At some price points, certain feedstocks are too expensive in conjunction with the price of petroleum/diesel fuel for biodiesel production, and the market for other biodiesel feedstocks becomes competitive. This pricing issue began to occur the latter half of 2007 with the price of soybean oil. Figure 3 presents a general view of both biodiesel and regular #2 diesel prices on a national scale.

Biodiesel Production Increased Dramatically in Past 5 Years

Biodiesel is a renewable, alternate fuel currently used in many different sectors of the economy that utilize compression-ignition engines. Biodiesel production has risen dramatically in the past five years due to many factors and has been mandated to expand to 1 billion gallons by 2012 per the recent federal energy legislation.

B-100 quality is important for the industry to continue to grow as customers depend on the industry to produce quality fuel.
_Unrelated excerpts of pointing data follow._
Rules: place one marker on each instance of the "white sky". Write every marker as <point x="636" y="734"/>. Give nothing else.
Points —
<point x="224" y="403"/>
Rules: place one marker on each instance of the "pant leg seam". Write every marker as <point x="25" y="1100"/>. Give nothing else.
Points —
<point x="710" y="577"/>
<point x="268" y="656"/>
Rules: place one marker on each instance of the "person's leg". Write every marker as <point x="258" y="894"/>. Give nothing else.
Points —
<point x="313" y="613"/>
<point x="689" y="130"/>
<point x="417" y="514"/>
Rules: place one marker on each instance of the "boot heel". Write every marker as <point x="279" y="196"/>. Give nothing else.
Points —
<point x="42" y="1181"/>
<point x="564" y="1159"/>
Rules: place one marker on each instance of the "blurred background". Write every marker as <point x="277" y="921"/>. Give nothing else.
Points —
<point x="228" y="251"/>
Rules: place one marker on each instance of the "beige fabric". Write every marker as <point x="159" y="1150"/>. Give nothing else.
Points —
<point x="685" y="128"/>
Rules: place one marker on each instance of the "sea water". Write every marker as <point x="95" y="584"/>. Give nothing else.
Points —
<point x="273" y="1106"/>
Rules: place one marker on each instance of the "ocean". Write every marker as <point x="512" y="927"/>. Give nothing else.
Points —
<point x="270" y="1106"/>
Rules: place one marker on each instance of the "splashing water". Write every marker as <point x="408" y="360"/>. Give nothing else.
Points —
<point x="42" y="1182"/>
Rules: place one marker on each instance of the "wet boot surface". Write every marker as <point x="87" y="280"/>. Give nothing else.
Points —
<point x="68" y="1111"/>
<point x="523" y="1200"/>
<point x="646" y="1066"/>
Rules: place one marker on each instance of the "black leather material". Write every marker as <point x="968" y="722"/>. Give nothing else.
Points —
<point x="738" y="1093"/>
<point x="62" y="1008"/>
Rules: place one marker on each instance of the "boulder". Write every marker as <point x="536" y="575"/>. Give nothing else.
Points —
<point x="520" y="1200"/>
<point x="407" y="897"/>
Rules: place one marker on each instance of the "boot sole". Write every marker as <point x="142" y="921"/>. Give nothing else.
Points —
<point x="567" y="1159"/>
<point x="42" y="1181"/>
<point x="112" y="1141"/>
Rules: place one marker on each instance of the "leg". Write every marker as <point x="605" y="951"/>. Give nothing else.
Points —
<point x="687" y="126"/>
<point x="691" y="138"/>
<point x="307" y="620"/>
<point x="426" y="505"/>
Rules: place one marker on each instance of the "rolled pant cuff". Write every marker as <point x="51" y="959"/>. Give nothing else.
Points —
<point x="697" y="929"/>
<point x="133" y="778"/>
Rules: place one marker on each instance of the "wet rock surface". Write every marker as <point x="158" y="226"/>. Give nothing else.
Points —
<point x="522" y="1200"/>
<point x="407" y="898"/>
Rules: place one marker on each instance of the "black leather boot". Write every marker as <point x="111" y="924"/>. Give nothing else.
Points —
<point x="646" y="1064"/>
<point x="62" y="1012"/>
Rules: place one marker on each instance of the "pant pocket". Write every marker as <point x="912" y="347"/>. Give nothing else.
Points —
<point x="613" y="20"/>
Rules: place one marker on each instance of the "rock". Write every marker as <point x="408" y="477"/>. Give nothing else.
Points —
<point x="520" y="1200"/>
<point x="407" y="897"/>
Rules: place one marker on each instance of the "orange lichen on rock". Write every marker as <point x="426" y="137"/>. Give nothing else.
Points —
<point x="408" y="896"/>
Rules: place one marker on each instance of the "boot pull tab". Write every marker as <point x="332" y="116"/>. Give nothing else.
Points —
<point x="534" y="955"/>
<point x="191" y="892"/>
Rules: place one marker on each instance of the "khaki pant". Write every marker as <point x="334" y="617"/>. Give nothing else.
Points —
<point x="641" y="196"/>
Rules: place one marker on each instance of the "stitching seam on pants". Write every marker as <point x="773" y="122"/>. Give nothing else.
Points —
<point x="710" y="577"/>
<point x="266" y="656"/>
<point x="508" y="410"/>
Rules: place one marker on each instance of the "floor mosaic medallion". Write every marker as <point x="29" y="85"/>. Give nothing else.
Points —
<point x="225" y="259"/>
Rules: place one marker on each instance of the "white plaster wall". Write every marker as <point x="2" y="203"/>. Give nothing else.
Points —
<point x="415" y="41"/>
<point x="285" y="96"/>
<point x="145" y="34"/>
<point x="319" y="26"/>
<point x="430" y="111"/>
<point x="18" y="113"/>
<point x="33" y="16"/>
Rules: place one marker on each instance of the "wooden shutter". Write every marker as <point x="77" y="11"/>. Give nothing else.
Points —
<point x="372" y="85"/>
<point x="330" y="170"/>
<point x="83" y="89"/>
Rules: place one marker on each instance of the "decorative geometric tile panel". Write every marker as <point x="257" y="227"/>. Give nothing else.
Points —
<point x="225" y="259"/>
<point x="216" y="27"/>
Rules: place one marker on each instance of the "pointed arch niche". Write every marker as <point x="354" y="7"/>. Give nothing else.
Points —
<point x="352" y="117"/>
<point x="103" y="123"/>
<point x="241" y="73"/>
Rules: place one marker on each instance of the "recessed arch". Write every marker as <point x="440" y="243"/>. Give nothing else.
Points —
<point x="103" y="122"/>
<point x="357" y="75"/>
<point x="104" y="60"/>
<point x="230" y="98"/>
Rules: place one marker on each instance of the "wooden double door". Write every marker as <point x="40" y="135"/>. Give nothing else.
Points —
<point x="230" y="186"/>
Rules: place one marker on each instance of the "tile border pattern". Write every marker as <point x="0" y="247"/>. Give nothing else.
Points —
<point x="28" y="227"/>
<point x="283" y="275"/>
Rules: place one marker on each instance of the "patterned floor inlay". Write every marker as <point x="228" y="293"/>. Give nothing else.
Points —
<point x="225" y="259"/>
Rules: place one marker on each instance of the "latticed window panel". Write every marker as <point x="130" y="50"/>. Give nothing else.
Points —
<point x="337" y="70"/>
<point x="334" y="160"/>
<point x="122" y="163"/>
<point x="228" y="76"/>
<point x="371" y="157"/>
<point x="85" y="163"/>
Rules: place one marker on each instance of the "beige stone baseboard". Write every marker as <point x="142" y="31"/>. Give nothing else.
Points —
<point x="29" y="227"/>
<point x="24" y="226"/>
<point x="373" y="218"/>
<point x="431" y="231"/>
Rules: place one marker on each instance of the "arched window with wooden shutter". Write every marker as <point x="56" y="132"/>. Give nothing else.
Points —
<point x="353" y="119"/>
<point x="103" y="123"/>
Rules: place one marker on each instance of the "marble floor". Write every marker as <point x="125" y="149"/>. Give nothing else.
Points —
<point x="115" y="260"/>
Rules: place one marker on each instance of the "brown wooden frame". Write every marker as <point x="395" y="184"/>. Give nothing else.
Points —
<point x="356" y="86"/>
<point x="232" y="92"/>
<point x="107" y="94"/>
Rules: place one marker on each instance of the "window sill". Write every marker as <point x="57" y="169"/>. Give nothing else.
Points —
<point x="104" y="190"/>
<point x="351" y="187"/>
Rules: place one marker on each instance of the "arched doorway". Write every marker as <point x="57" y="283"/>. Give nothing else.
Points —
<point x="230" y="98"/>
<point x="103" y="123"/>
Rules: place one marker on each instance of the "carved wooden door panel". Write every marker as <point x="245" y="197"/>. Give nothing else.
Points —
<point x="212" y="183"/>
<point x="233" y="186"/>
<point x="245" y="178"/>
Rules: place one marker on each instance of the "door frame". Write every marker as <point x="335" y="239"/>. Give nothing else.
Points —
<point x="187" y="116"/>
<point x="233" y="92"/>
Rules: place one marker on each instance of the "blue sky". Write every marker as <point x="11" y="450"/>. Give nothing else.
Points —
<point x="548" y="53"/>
For the biodiesel industry to expand, fuel quality as defined and set by the ASTM D6751 specifications must be met and demonstrated to the diesel community on a continual basis and new sources of feedstocks must be utilized.

About the Author: Richard Nelson is director of Engineering Extension Programs at Kansas State University College of Engineering, a team leader in biomass feedstock production and assessment with the KSU Center for Sustainable Energy, and principal of Enersol Resources.